Sobre Heteronímia · Fernando Pessoa · Aspectos

[...]

Que este processo de fazer arte cause estranheza, não admira; o que admira é que haja coisa alguma que não cause estranheza.

[...]

Afirmar que estes homens todos diferentes, todos bem definidos, que lhe passaram pela alma incorporadamente, não existem — não pode fazê-lo o autor destes livros; porque não sabe o que é existir, nem qual, Hamlet ou Shakespeare, é que é mais real, ou real na verdade.

[...]

Tornando-me assim, pelo menos um louco que sonha alto, pelo mais, não um só escritor, mas toda uma literatura, quando não contribuísse para me divertir, o que para mim já era bastante, contribuo talvez para engrandecer o universo, porque quem, morrendo, deixa escrito um verso belo deixou mais ricos os céus e a terra e mais emotivamente misteriosa a razão de haver estrelas e gente.

[...]

Tive sempre, desde criança, a necessidade de aumentar o mundo com personalidades fictícias, sonhos meus rigorosamente construídos, visionados com clareza fotográfica, compreendidos por dentro das suas almas. Não tinha eu mais que cinco anos, e, criança isolada e não desejando senão assim estar, já me acompanhavam algumas figuras de meu sonho — um capitão Thibeaut, um Chevalier de Pas — e outros que já me esqueceram, e cujo esquecimento, como a imperfeita lembrança daqueles, é uma das grandes saudades da minha vida.

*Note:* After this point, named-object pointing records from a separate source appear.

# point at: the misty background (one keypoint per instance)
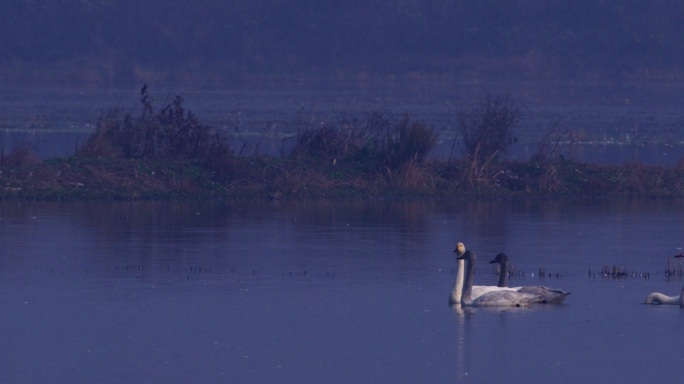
(608, 73)
(216, 42)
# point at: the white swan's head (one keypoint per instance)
(468, 256)
(501, 258)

Isto parece simplesmente aquela imaginação infantil que se entretém com a atribuição de vida a bonecos ou bonecas. Era porém mais: eu não precisava de bonecos para conceber intensamente essas figuras. Claras e visíveis no meu sonho constante, realidades exactamente humanas para mim, qualquer boneco, por irreal, as estragaria. Eram gente.

Além disto, esta tendência não passou com a infância, desenvolveu-se na adolescência, radicou-se com o crescimento dela, tornou-se finalmente a forma natural do meu espírito. Hoje já não tenho personalidade: quanto em mim haja de humano, eu o dividi entre os autores vários de cuja obra tenho sido o executor. Sou hoje o ponto de reunião de uma pequena humanidade só minha.